【カンヌ=山下雄平】野田佳彦首相は3日午後(日本時間同日深夜)の20カ国・地域(G20)首脳会議で、日本の財政再建に関連し「2010年代半ばまでに消費税率を段階的に10%までに引き上げる」との方針を表明した。一方、首相はカンヌ市内で同行記者団と懇談し「信を問うならば(消費増税準備)法案が通って、その後(増税を)実施する前にというやり方にしたい」と語った。
首相はG20首脳会議で「欧州の状況を見るまでもなく健全な経済成長を実現するために財政健全化は不可欠だ」と強調。消費増税に向けた準備法案を今年度中に国会に提出する方針に加え、20年度までに基礎的財政収支を黒字化させる目標も説明した。
消費税増税は事実上の「国際公約」となり、4日にとりまとめる首脳会議の行動計画にも盛り込まれる見通しだ。
欧州の債務問題については「欧州首脳が政治的指導力を発揮し、合意を着実に履行して一体となって危機を克服することが重要だ」と指摘し、各国の取り組みを促した。
首相はG20などでの協議を踏まえ、年末にかけて社会保障と税の一体改革や消費増税準備法案などの議論を加速したい考えだ。ただ民主党内では増税への反発が根強く、調整に手間取る可能性もある。
首相は同行記者との懇談では、環太平洋経済連携協定(TPP)の交渉参加を巡り「挙党一致が望ましい。党を割るようなことは良くない」と語った。
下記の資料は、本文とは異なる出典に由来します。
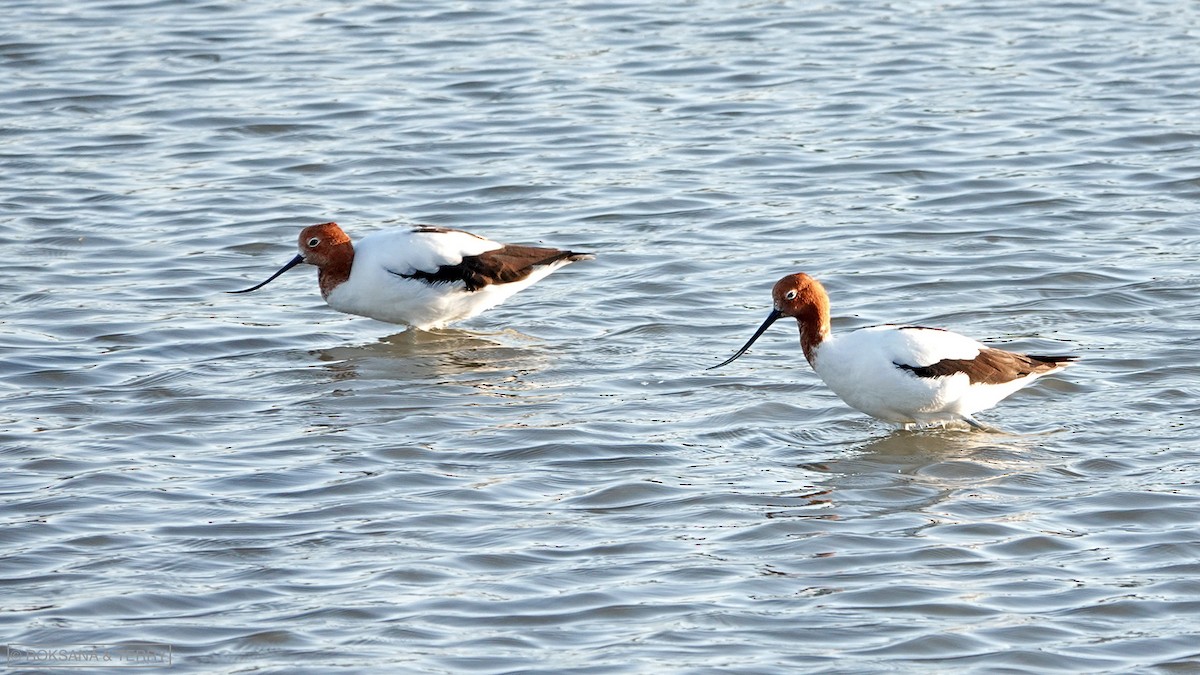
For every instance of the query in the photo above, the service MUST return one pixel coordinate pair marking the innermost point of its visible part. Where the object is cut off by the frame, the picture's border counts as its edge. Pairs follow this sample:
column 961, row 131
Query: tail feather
column 1051, row 363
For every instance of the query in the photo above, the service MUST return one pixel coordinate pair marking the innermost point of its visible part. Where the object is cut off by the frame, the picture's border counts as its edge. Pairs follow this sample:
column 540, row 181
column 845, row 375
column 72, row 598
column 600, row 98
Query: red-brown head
column 323, row 245
column 802, row 298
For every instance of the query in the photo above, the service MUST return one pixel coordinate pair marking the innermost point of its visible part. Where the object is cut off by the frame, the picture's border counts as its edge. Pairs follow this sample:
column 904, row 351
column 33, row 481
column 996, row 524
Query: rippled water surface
column 558, row 485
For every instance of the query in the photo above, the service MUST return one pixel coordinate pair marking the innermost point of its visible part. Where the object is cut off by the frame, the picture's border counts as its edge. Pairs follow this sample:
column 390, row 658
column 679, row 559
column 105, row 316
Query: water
column 558, row 485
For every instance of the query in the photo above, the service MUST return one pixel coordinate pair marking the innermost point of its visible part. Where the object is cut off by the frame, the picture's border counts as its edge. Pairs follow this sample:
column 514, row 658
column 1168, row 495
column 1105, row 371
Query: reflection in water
column 424, row 354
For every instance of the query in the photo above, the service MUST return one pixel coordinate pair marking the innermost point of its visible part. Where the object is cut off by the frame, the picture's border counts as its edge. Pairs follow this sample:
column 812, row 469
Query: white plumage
column 420, row 276
column 901, row 374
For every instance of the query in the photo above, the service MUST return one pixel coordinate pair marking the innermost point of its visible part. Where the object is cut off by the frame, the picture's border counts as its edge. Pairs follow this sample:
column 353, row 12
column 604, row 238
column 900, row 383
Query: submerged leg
column 975, row 423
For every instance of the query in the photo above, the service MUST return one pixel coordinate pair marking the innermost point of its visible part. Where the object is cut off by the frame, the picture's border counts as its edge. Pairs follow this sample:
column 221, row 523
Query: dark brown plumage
column 502, row 266
column 990, row 366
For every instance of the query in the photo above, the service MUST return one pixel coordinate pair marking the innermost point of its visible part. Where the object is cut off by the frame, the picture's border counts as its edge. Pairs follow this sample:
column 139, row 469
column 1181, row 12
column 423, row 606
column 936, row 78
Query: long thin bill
column 291, row 264
column 771, row 318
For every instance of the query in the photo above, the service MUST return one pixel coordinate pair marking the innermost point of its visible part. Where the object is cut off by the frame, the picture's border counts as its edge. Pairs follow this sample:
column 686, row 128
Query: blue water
column 558, row 485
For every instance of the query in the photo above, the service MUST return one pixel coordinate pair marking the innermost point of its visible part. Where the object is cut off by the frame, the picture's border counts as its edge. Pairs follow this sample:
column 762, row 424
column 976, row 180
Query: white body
column 377, row 291
column 861, row 368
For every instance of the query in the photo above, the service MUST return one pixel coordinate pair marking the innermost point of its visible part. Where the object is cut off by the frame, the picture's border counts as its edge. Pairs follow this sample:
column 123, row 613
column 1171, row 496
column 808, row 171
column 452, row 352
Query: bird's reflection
column 436, row 354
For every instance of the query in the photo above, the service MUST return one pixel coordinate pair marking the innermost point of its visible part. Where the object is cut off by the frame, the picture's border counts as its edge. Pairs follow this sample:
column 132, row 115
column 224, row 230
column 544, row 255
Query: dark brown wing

決断の時期に関しては「党内の議論が集約された後に態度を決めていきたい」と述べるにとどめた。
東日本大震災の復興財源に充てる復興債の償還完了期間については「政調会長が15年と提示したわけでそういう中でどれくらい幅をとれるかだ」と述べ、自民、公明両党の協力を得るため柔軟に対応する考えを示した。
沖縄県の米軍普天間基地の移設問題では「日米合意にのっとって沖縄の負担軽減を図りながら、ご理解いただけるよう説明しながら進めていく」と語った。